A troubling trend is apparent in medical malpractice actions venued in New Jersey: Over the past few decades, our courts have undermined legislation meant to limit hospital liability for tort claims. These storied and venerable institutions, often originally conceived and operated by religious aid societies, are chartered to provide care to the state's citizenry. The overwhelming majority of hospitals in New Jersey are non-profit institutions that rely upon government programs such as Medicaid and charitable care reimbursements for those patients without medical insurance.

Many hospitals, in an effort to improve economies of scale as well as increase negotiating power, have merged into behemoth hospital systems, incorporating a regional or state-wide presence with five or more hospitals combined. Others have stuck to their roots, remaining small, independent community-based institutions. More recently, a third type of hospital has emerged: the for-profit hospital, a type previously unseen but that now has taken over several different institutions in the state of New Jersey.
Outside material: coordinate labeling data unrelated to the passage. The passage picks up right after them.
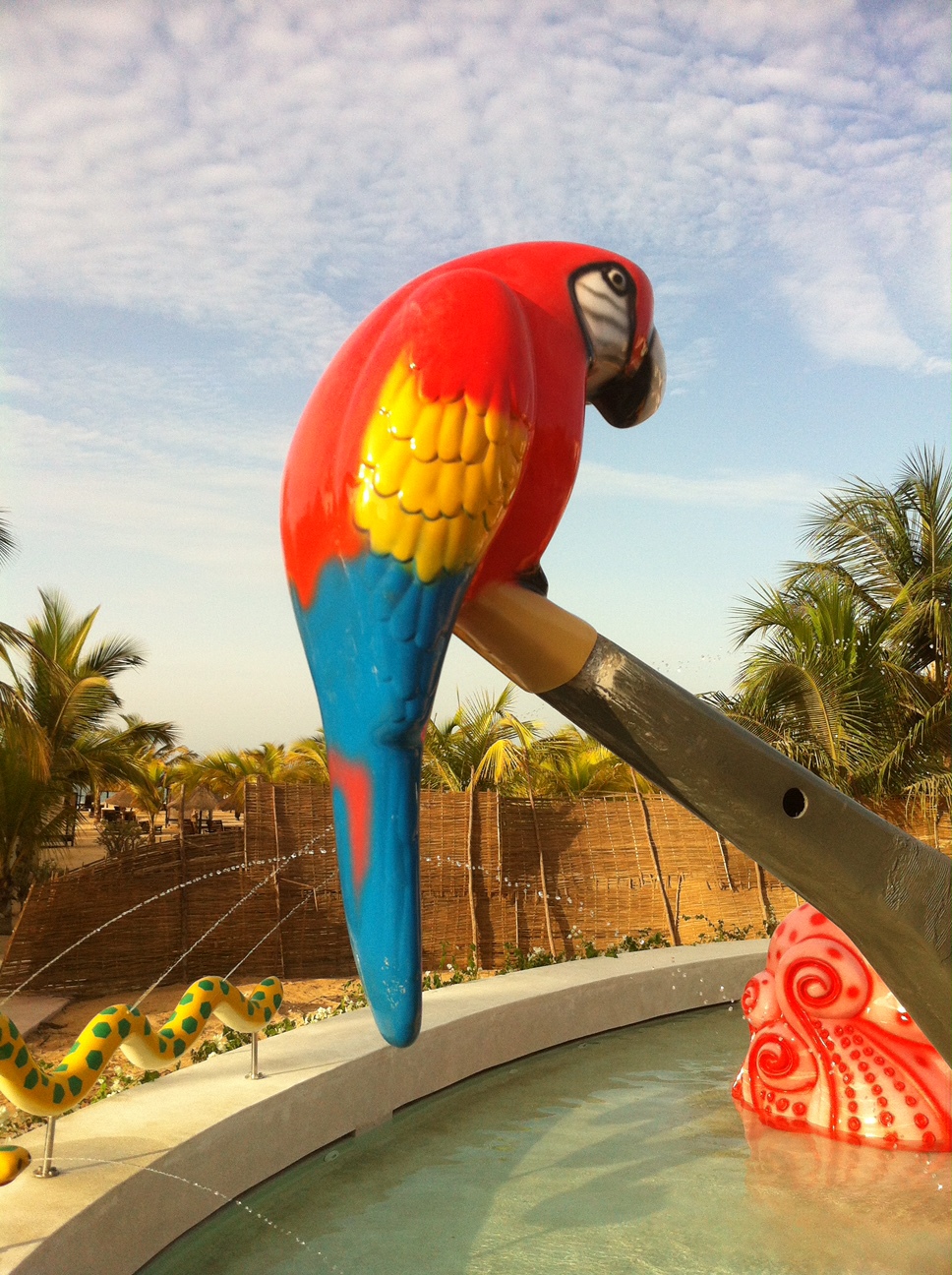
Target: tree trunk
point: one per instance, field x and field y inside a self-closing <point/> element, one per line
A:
<point x="669" y="916"/>
<point x="469" y="874"/>
<point x="542" y="874"/>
The variety in hospital structure has lead to a marked disparity ' almost a class system ' among the hospitals. The largest hospital systems generate enormous revenue streams, employ multiple physician groups and enjoy better reimbursement rates from the larger health insurers because of their negotiating power. Similarly, the for-profit hospitals, due to their lack of participation in most health insurance plans, are able to charge service rates significantly higher than the usual negotiated rates for “in-network” providers, likewise leading to large revenue streams. The community hospital, on the other hand, is at the whim of the insurer, often forced to accept reduced service rates, and has higher than average numbers of charity care patients, resulting in a revenue stream that is incapable of meeting or exceeding expenses.